We are certain this line of conversation so early in the morning might make even the sturdiest of our readers queasy, but if we know community bankers, it also makes them think right away of how tricky it is to achieve optimal branch density. It is not a simple question given how quickly customer preferences are shifting, to know how many branches make sense and where they should be located. We know many customers prefer internet banking or using their phones, but one trend that began with the introduction of the ATM is interesting. That trend is the simple fact that while customers may prefer to use other means to access their bank, for more complex transactions, they still come into the branch. The convenience of other channels has made branch visits less frequent, but when a customer does come in, the transaction value has increased considerably. Basic mobile banking systems such as checking account balances by text message went from an average of 9 to about 20 a month over the past few years. Then, with he advent of smartphones, mobile banking interactions have soared above 30 per month.

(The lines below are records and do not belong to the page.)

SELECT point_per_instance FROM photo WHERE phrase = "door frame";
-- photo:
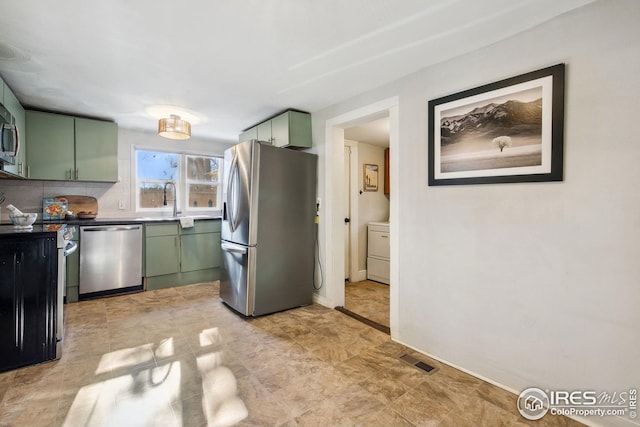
(334, 194)
(354, 223)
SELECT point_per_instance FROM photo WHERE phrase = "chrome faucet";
(164, 197)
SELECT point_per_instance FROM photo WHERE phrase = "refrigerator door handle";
(231, 191)
(233, 248)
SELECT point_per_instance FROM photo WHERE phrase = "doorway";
(334, 181)
(366, 278)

Thankfully, this rise in activity takes place almost entirely through automated channels.
The old fashioned branch remains an important pillar of the community bank model and measuring optimal placement is tricky. Some markets may offer the potential to open a large number of DDA accounts, but there is often a low correlation with that and capturing higher balance accounts or selling other products in those markets. These are the very activities most likely to create long-term value for the bank, so measurement of branch performance should consider both transaction volume and opportunity. Typically, banks will add branches to a successful market until that market is saturated and returns diminish. This can happen when your bank has branches too close to one another, or has too many competitors.

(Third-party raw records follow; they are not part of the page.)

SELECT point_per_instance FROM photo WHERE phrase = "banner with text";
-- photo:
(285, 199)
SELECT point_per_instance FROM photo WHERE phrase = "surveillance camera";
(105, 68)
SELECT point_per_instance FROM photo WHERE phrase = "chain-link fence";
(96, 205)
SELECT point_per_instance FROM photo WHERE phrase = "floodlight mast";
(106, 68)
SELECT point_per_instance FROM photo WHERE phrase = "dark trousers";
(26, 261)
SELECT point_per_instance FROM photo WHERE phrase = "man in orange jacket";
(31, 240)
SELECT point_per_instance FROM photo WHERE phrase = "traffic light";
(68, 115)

When density grows too high, the branch operates in a market with sub-optimal density. One study found large national banks had roughly 16% of their branches in sub-optimal markets, but community banks had almost 50% of their branches in markets with suboptimal density. No doubt some of this is due to community banks being located in smaller towns with less dense population and other factors. In the end, though, closing and opening branches takes time and money, so understanding the driving factors is critical to success. Changing trends lag and these costs are embedded, so care must be taken no matter the market. Finding the optimal density is difficult, because every action leads to a reaction that can be unpredictable, so test, tinker and try things to find the sweet spot for your own bank.